The epic tale of enemies coming together and collaborating to save the life of an eagle:
A rebel chief with a passion for birds of prey captures an eagle on the battlefield.
Realizing that the bird is an endangered species and is being tracked by animal conservation experts from the bird’s place of origin, the rebel reaches across enemy lines, to the experts who know how to save the bird’s life. Together they embark on a journey through three different battle zones, setting aside personal gain and deeply embedded traditions in order to save the life of one magnificent animal.
This may sound like the synopsis for a movie (a super-duper, eco-friendly, anti-war, let’s all be green movie). It’s not.
This is just another day in Israel.
Few would have dreamt this eagle’s breathtaking journey was possible and yet, it happened and now he is back in Israel, in the hands of experts who will nurse him back to health.
The eagle had been released back in to the wild four months ago. Two weeks ago, the bird’s tracking device could no longer be seen on the radar. No one knew that he had flown over the border, in to Syria. Not until Gal Lusky was contacted by a Syrian who told her: “We have an Israeli eagle.”
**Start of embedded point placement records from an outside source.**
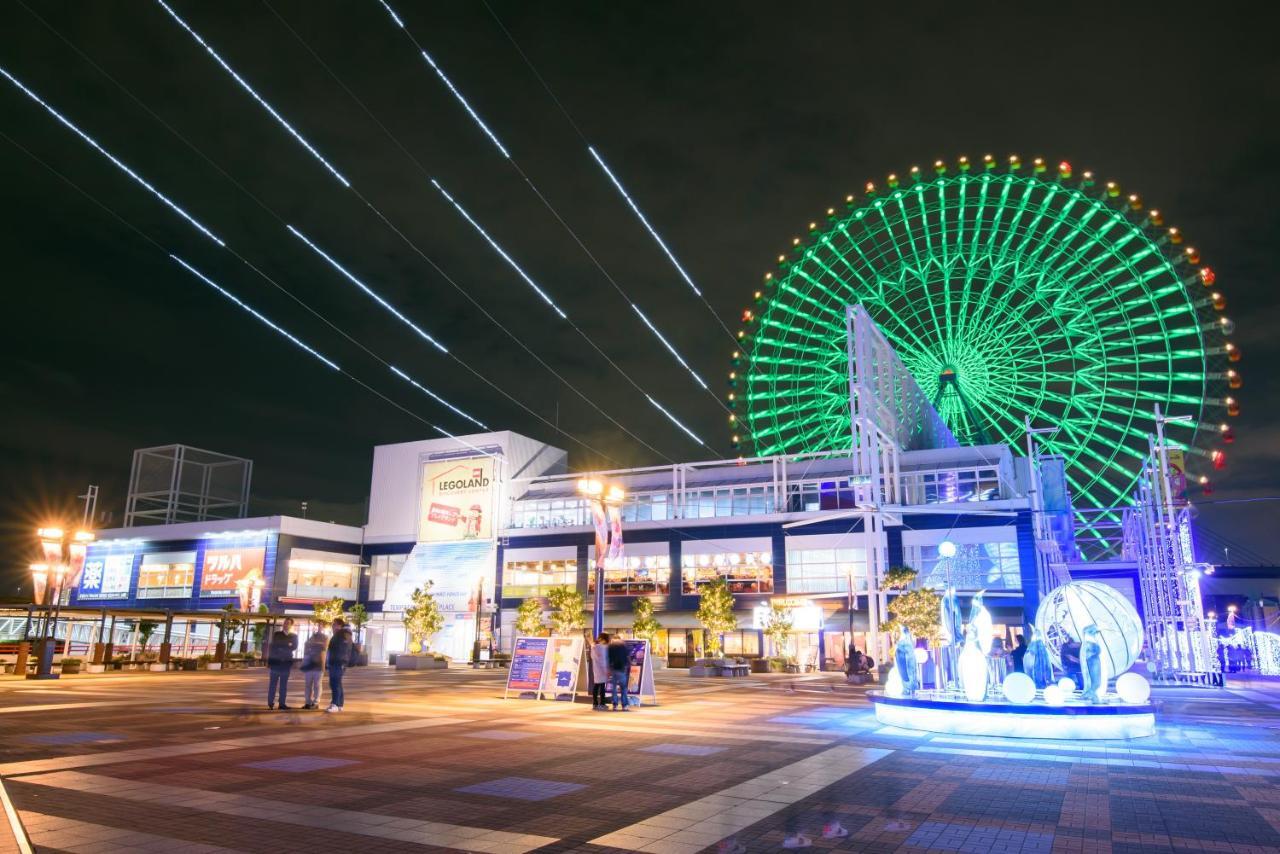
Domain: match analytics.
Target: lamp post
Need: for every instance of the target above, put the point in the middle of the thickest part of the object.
(64, 558)
(606, 512)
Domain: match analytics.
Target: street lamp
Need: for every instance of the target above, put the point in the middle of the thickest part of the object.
(64, 558)
(606, 502)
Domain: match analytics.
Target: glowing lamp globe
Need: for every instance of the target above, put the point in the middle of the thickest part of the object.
(1019, 689)
(1133, 689)
(1066, 610)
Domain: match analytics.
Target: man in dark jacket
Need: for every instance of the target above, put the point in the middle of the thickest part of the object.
(342, 649)
(620, 670)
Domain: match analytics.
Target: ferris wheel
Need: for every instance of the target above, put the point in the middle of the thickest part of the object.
(1010, 291)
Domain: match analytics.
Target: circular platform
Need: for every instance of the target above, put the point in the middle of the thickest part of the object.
(938, 713)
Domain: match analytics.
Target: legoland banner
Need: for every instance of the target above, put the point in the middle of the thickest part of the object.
(457, 501)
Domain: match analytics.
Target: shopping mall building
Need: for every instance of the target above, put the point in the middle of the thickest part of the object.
(493, 519)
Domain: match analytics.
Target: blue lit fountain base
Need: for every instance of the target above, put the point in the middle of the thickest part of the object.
(951, 713)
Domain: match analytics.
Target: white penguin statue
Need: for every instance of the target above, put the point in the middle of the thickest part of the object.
(973, 666)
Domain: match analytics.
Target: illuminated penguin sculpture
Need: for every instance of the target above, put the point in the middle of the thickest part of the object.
(973, 666)
(905, 663)
(1092, 667)
(1037, 662)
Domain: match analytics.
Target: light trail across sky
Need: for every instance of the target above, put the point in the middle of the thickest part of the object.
(114, 160)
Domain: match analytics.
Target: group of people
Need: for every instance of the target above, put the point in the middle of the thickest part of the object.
(323, 653)
(611, 668)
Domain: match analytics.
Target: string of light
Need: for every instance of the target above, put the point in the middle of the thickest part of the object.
(414, 246)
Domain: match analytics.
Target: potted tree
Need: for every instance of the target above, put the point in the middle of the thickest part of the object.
(423, 619)
(645, 626)
(716, 616)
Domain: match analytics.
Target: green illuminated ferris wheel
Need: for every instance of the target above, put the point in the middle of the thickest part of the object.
(1009, 292)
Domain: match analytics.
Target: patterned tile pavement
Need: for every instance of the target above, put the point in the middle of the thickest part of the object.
(437, 761)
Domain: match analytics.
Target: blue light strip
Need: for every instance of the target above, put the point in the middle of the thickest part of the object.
(252, 311)
(676, 421)
(501, 251)
(368, 290)
(667, 345)
(437, 397)
(256, 96)
(115, 161)
(643, 220)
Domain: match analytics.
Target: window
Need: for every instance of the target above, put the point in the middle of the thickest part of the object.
(323, 575)
(525, 579)
(976, 566)
(383, 574)
(826, 570)
(630, 576)
(744, 571)
(167, 575)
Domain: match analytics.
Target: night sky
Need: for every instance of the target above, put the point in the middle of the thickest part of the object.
(732, 124)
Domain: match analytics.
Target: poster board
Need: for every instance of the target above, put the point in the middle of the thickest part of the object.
(640, 676)
(528, 667)
(563, 665)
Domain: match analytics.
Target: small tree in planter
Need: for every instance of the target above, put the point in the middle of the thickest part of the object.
(777, 629)
(529, 619)
(716, 613)
(568, 613)
(423, 619)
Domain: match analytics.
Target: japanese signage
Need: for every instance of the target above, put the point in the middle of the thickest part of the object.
(457, 501)
(225, 567)
(106, 578)
(528, 662)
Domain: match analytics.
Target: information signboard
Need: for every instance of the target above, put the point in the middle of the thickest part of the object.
(528, 666)
(565, 662)
(640, 676)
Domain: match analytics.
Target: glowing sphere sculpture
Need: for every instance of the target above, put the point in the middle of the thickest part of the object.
(1009, 291)
(1133, 688)
(1064, 613)
(1019, 689)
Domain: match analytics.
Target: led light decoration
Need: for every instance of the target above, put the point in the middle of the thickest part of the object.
(368, 290)
(675, 420)
(437, 397)
(667, 345)
(250, 309)
(1008, 295)
(114, 160)
(501, 251)
(257, 97)
(644, 222)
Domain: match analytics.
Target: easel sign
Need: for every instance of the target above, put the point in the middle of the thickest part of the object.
(563, 663)
(640, 677)
(528, 668)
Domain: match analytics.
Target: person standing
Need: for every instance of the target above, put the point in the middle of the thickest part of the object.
(341, 651)
(618, 658)
(1019, 654)
(312, 666)
(279, 662)
(599, 671)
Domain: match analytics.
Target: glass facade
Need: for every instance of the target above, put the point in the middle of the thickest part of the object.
(526, 579)
(167, 575)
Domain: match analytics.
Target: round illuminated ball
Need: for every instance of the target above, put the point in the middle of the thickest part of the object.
(1019, 689)
(1133, 688)
(1068, 610)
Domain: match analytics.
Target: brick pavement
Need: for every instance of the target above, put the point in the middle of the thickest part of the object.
(437, 761)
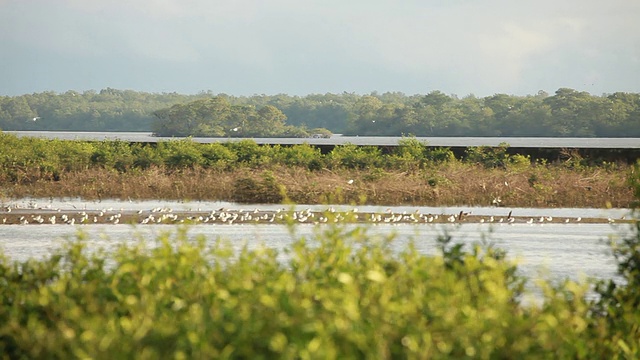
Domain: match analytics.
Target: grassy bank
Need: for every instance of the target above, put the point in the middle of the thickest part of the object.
(412, 174)
(452, 183)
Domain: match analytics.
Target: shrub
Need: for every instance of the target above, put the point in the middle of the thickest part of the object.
(303, 155)
(489, 157)
(249, 153)
(250, 190)
(355, 157)
(342, 293)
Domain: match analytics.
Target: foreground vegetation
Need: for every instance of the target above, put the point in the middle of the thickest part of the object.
(243, 171)
(339, 294)
(566, 113)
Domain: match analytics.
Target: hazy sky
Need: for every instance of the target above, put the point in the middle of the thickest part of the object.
(300, 47)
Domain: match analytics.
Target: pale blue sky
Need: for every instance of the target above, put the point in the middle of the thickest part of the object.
(300, 47)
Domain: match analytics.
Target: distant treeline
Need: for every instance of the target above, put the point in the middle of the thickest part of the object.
(567, 113)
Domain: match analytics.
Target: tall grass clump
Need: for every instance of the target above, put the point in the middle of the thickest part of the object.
(342, 293)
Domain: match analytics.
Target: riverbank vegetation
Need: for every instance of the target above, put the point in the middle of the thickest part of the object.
(243, 171)
(342, 293)
(566, 113)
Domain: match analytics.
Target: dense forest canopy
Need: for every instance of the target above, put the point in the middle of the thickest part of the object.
(567, 113)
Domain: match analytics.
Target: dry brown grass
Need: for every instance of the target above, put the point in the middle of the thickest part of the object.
(449, 184)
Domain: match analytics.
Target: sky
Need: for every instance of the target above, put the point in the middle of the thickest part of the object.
(302, 47)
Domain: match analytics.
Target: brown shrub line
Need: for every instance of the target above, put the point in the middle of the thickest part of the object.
(448, 185)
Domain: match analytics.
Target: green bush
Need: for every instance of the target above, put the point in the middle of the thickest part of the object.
(303, 155)
(342, 293)
(489, 157)
(355, 157)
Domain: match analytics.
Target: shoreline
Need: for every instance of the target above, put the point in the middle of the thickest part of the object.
(220, 216)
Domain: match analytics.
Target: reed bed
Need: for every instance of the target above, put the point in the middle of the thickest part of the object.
(446, 185)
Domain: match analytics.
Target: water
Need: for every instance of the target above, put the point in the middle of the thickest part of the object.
(619, 143)
(561, 251)
(553, 251)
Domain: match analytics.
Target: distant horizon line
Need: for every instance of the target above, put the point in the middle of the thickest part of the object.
(371, 93)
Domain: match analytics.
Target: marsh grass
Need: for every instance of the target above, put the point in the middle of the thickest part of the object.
(452, 183)
(411, 174)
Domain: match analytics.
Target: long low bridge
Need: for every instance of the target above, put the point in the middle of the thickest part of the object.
(609, 149)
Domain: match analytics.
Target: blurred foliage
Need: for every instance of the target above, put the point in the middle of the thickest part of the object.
(25, 159)
(342, 293)
(566, 113)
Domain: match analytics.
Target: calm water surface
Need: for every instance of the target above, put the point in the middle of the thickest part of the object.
(557, 251)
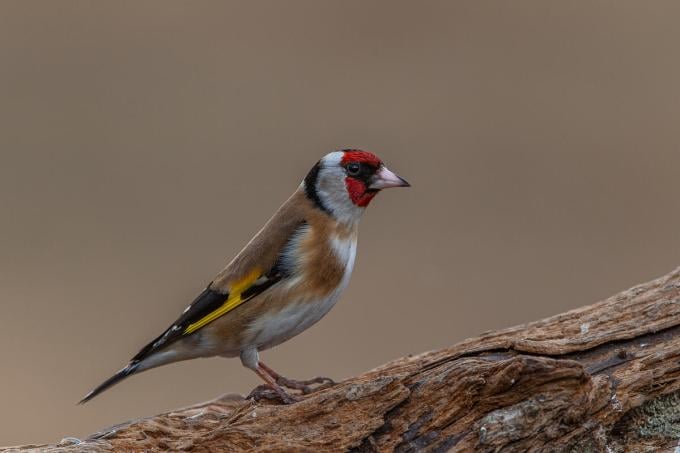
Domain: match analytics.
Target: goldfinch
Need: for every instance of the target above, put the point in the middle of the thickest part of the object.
(284, 280)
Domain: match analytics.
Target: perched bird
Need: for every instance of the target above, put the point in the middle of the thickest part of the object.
(284, 280)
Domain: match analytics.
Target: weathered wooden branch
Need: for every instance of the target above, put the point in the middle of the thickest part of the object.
(600, 378)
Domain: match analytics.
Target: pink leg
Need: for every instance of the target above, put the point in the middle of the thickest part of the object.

Gal is the founder of Israeli Flying Aid, an NGO that has been providing humanitarian aid to Syrians for the past six years (since the war began). IFA was founded in 2005 and focuses on life saving aid and relief to communities in areas stricken by natural disaster or territorial conflicts, specializing in countries that lack diplomatic relations with Israel.
The eagle was being held by a Syrian rebel commander (for more on who the “rebels” are please read: Who are the good guys? ). Luckily for the eagle, the commander has a predilection for birds of prey and some experience in handling them. The commander proudly told Israelis: “I saw the bird on the battlefield when we were preparing ambushes against ISIS. I had a gun but I didn’t kill him. I walked up to him very slowly and caught him with my hands. He was a living creature, a living soul.”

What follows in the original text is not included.